In his brief demonstration, Ian showed us some interesting statistics on a number of subjects. These included identifying patterns in story crossover points, i.e. where serials overlapped; the price rises in comics (which prior to the 1980s were not significant in the context of inflation and as compared to newspaper periodicals); and that almost all new titles were launched in February or at the end of the summer. In this way, participants saw how reconstructing simple spreadsheet data as a relational database allowed it to be expanded, interrogated and repurposed. By sharing such datasets, the borders of existing research projects can be extended and interdisciplinary and collaborative projects can be taken to new levels.
The afternoon session invited interested participants to discuss how we might collaborate on developing such a project. Discussion points included a review of what is out there already (sites such as the Grand Comics Database, Jinty blog, Girls’ Comics of Yesterday, Great News for All Readers, Down the Tubes, and so forth), and identification of what these sites do and don’t offer. It was felt that even the most inclusive sites such as the GCD don’t allow complex searches and that most sites/blogs are set up with a singular aim in mind.

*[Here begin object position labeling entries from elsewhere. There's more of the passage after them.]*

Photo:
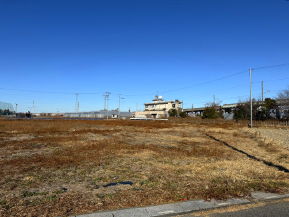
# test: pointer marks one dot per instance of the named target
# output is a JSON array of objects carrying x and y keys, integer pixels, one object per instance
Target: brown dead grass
[{"x": 58, "y": 167}]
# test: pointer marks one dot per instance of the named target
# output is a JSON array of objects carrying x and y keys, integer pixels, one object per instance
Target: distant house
[{"x": 158, "y": 108}]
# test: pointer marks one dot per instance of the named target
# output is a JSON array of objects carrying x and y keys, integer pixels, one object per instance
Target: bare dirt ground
[{"x": 63, "y": 167}]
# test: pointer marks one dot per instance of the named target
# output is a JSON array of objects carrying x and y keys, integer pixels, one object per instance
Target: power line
[{"x": 270, "y": 66}]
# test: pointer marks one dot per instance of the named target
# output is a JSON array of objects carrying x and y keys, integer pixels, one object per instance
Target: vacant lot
[{"x": 66, "y": 167}]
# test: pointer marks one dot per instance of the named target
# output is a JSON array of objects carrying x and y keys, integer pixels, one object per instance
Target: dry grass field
[{"x": 62, "y": 167}]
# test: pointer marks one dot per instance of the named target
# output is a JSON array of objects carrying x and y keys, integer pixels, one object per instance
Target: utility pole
[
  {"x": 251, "y": 99},
  {"x": 76, "y": 103},
  {"x": 33, "y": 107},
  {"x": 262, "y": 86},
  {"x": 106, "y": 98},
  {"x": 119, "y": 100}
]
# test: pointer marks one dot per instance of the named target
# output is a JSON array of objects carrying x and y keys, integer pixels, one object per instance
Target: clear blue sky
[{"x": 139, "y": 48}]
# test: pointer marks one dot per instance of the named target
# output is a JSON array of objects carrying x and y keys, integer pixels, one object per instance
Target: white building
[{"x": 158, "y": 108}]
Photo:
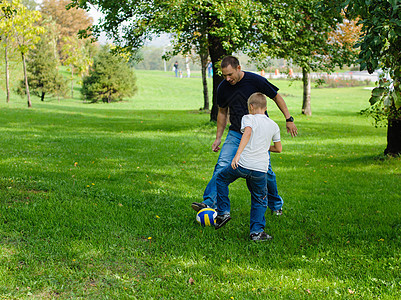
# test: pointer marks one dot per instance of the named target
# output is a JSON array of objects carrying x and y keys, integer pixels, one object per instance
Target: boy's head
[
  {"x": 229, "y": 61},
  {"x": 257, "y": 102}
]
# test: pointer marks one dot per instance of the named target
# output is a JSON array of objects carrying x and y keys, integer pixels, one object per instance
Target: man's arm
[
  {"x": 222, "y": 118},
  {"x": 277, "y": 147},
  {"x": 244, "y": 141},
  {"x": 291, "y": 128}
]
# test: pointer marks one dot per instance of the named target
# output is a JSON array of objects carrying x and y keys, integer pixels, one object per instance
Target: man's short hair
[
  {"x": 258, "y": 100},
  {"x": 229, "y": 61}
]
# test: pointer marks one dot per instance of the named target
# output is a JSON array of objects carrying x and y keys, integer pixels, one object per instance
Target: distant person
[
  {"x": 250, "y": 162},
  {"x": 210, "y": 69},
  {"x": 176, "y": 68},
  {"x": 233, "y": 94}
]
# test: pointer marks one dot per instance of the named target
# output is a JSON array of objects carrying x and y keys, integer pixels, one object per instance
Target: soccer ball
[{"x": 206, "y": 216}]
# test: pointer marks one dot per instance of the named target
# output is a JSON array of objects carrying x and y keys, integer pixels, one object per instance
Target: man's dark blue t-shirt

We thus agreed there was a demonstrable need for a live shared resource that would provide students, researchers and fans with access to a much wider dataset along with the ability to ask complex, interlinked questions of this data.
We were lucky enough to have a brief discussion with a colleague from the Law Department who advised us on copyright issues when including quotations and images, and also IP rights when incorporating data gathered by other people or the templates created to contain this. Images in particular will need to be kept within private circulation and database rights will need to be explored further to ensure we have the correct permissions from contributors.

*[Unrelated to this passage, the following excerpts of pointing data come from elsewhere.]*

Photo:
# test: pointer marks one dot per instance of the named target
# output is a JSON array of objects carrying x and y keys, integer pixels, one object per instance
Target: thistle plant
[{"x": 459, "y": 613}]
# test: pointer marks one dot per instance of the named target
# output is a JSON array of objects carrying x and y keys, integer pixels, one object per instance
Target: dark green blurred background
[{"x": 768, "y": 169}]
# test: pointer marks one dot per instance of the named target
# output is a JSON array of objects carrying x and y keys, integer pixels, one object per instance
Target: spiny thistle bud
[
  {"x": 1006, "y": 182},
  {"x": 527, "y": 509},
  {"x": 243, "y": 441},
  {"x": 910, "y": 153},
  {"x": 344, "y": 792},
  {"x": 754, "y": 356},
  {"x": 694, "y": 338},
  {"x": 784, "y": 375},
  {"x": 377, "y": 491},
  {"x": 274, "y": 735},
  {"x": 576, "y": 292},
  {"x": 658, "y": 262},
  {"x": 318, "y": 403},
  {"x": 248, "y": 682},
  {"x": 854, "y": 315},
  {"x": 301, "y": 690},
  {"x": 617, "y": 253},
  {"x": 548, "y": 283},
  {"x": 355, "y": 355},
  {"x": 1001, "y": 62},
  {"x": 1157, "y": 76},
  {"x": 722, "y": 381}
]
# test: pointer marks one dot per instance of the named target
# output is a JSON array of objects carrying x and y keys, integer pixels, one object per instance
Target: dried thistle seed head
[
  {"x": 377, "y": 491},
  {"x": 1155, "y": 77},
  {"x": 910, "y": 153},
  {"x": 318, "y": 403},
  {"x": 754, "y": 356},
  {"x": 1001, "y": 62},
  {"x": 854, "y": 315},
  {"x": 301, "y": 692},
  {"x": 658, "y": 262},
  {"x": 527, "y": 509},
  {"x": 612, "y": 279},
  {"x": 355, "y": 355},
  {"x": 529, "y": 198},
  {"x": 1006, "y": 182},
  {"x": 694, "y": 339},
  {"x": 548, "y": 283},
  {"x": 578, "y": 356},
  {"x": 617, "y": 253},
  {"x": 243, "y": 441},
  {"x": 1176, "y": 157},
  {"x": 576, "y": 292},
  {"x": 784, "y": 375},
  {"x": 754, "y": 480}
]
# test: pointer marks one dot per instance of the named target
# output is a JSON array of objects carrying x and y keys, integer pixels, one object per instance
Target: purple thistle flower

To develop this project, first steps will be to find some server space to host this dataset. In the longer term, we will reach out to the academic and fan communities for the spreadsheet data currently held by individuals, using our existing networks and also through conference presentations demonstrating the value of this potential resource. Later steps will include expanding the scope of the database to a global level, and developing tools to allow contributors to directly add data, via funding bids or other initiatives.
The proposed database has clear benefits as a data discovery tool, with a demonstrable need from the community of comics scholars at multiple levels. It will have impact as a teaching aid and a source of primary data that will lead to research outputs.